Americans are weirdly prudish about sexual displays. We like to keep all that business under the counter where there’s no chance anyone will become inured to it. When I started out as a letter carrier, Playboy magazine and its competitors came in a plain brown wrapper so as not to unduly arouse the subscriber’s children, or mailman. The plain brown wrapper was open on either end, and proved to be one bit of technology that was easily overcome, even by employees of the Postal Service. At some point I guess enough subscribers complained about their magazines being delivered with the best pages stuck together that they switched over to a sealed black plastic wrap.

America’s Finest

This was a sad day in post offices across America. All that the American mailman had left to look forward to was the annual Sports Illustrated swimsuit edition and its coincidental one-day bump in overtime statistics.

As a ploy to sell a guaranteed number of newspapers, though, it’s hard to beat the Page Three girl. Our own local newspaper could profit from the idea. They couldn’t have any toplessness–this is America, after all–but surely they could rig something up with strategically placed graphics and sidebars. They already have plenty of graphics and sidebars to spare; they use them to keep the news tidbits from bumping into each other and inadvertently forming an in-depth article.

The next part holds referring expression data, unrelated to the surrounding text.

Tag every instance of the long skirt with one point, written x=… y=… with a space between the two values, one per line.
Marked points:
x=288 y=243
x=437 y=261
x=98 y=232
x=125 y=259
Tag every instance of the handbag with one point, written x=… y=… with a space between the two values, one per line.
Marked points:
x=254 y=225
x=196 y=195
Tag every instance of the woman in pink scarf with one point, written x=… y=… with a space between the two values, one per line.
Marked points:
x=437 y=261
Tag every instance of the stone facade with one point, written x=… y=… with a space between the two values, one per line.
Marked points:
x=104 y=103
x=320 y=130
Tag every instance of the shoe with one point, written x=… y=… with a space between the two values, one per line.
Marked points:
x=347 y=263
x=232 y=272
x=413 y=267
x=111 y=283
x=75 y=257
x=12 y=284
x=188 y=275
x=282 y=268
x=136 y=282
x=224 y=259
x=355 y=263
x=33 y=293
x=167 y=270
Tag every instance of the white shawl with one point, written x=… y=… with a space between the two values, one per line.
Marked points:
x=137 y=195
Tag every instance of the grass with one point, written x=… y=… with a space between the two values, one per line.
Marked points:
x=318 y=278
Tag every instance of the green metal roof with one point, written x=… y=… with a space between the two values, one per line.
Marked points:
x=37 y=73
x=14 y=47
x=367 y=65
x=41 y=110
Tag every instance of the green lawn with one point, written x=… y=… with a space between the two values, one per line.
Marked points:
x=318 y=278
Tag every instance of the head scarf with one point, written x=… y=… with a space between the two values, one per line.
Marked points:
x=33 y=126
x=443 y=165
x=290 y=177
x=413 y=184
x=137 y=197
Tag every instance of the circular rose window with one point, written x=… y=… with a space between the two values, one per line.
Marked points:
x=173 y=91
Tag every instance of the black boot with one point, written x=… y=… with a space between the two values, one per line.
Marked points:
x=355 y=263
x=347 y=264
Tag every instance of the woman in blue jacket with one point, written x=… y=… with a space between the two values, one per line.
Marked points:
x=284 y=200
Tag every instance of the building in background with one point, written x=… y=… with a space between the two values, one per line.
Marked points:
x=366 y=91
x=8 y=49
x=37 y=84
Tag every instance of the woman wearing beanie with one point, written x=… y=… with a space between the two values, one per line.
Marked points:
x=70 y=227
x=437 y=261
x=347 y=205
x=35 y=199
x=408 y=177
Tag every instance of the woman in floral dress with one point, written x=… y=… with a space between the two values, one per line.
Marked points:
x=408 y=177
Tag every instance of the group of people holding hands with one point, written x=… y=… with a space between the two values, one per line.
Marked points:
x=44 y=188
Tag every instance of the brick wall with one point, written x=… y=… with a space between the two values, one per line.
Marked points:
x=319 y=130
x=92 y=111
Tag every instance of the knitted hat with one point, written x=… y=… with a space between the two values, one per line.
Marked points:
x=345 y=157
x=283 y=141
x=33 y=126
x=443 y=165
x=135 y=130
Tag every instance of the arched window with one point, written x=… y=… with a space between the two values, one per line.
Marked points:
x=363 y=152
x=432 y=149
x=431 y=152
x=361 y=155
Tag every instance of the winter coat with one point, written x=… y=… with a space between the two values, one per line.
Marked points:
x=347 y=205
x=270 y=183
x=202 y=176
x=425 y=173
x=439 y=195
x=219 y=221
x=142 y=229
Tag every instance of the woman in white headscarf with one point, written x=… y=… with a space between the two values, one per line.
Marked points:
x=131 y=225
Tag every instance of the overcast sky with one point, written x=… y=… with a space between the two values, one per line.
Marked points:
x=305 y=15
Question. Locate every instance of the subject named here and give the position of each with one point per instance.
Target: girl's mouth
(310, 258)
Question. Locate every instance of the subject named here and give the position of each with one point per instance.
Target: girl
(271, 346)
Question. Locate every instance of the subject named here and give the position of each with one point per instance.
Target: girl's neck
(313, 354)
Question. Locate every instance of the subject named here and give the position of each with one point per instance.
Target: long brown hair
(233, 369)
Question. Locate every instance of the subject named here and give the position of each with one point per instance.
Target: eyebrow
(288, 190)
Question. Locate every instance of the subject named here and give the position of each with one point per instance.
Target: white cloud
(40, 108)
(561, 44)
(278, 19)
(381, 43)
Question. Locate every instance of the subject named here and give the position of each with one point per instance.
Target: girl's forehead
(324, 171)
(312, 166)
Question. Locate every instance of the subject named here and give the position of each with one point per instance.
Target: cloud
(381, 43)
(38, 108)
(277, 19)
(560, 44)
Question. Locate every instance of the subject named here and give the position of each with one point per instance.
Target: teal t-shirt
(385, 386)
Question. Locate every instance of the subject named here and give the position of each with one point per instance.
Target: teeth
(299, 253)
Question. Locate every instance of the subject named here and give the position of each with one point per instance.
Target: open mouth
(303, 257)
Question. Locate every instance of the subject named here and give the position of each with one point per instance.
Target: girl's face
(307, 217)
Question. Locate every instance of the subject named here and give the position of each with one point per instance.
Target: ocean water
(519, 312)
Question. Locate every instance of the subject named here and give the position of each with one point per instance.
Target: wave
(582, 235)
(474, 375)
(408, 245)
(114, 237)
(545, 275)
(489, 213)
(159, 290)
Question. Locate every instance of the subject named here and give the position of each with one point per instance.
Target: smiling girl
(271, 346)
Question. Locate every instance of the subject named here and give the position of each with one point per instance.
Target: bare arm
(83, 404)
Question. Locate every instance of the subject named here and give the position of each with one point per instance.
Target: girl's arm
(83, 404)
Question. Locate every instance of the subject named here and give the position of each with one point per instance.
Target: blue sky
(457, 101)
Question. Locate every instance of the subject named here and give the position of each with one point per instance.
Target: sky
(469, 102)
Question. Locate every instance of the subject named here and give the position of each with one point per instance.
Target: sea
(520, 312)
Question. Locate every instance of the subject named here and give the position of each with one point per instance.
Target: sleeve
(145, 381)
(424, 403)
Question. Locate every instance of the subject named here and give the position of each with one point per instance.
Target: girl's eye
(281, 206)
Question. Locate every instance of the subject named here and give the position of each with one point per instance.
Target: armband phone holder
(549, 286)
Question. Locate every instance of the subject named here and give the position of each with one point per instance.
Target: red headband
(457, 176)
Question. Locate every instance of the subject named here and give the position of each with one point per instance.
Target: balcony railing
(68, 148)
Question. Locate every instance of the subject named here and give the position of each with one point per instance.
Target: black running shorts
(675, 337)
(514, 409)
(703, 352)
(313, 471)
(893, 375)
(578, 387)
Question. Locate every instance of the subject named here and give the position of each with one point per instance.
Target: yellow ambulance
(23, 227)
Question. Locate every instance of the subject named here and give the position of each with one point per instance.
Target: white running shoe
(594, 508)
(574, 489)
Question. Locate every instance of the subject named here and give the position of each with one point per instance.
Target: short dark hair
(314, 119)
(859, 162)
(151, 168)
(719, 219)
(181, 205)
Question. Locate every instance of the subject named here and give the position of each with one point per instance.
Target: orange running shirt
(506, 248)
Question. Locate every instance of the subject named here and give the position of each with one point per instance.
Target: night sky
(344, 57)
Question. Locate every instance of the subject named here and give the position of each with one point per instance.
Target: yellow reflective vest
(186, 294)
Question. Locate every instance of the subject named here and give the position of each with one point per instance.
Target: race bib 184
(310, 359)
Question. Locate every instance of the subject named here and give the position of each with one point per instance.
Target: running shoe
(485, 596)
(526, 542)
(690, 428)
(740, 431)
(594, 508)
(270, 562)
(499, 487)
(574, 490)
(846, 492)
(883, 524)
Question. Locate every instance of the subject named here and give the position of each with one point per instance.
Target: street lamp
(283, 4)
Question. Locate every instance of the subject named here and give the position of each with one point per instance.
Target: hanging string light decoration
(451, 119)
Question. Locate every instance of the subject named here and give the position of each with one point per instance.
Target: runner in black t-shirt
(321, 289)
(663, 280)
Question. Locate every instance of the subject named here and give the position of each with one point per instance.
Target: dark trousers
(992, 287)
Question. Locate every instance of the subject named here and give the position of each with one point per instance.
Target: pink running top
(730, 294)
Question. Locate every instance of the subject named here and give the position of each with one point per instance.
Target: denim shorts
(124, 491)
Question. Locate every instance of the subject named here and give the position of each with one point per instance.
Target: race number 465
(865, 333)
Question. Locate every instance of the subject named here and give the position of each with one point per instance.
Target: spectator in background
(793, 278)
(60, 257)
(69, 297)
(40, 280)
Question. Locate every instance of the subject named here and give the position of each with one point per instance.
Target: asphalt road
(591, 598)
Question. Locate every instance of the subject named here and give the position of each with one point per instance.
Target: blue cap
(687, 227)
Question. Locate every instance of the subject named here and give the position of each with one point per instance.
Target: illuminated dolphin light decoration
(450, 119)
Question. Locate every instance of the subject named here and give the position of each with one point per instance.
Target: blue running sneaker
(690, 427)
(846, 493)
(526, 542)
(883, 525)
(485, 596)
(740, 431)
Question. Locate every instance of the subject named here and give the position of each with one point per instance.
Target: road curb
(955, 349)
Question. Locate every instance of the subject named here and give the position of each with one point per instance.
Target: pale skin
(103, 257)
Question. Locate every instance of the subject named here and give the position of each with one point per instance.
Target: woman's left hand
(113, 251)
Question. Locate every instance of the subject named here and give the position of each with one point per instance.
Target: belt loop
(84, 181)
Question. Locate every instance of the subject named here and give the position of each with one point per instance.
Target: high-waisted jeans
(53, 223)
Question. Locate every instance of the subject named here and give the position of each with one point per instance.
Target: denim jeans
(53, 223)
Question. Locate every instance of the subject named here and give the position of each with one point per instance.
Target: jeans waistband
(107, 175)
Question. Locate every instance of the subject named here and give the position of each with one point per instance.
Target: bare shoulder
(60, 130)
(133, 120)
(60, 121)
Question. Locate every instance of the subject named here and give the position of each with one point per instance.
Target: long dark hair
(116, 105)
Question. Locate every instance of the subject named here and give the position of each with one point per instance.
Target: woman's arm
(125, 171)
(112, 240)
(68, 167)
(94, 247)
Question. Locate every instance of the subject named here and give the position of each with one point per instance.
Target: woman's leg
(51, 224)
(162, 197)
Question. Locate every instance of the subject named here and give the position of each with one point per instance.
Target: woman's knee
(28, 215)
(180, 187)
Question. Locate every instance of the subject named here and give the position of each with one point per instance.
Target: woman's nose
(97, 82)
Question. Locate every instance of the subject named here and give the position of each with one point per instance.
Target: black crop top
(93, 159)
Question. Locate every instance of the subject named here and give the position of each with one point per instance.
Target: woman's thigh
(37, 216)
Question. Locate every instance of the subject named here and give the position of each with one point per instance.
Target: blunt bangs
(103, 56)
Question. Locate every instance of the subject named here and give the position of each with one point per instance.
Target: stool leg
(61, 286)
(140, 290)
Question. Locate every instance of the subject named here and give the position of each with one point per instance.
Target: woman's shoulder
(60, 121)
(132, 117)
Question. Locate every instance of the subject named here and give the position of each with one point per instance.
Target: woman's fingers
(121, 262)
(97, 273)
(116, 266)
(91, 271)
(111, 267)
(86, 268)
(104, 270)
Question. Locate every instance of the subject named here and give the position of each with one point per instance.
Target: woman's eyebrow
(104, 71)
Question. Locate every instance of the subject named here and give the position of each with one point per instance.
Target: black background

At any rate, although I am surely a feminist, I tend to regard this squabble over the nudity as something of an antique concern. We were pretty upset about the objectification of women in the ’70s, particularly in advertising, but things have improved a lot since then. (Now we objectify everybody.) I get more worked up about conditions for women in Africa and the Middle East and stuff like that. Maybe The Sun can come up with a fresh ploy. Mix it up. Maybe on alternate days, page three can feature pictures of moist layer cake. Maybe they can carefully hide two verifiable items in their regular reportage and challenge alert readers to Find The Facts. Or maybe just keep the titties on page three and the dicks on the masthead.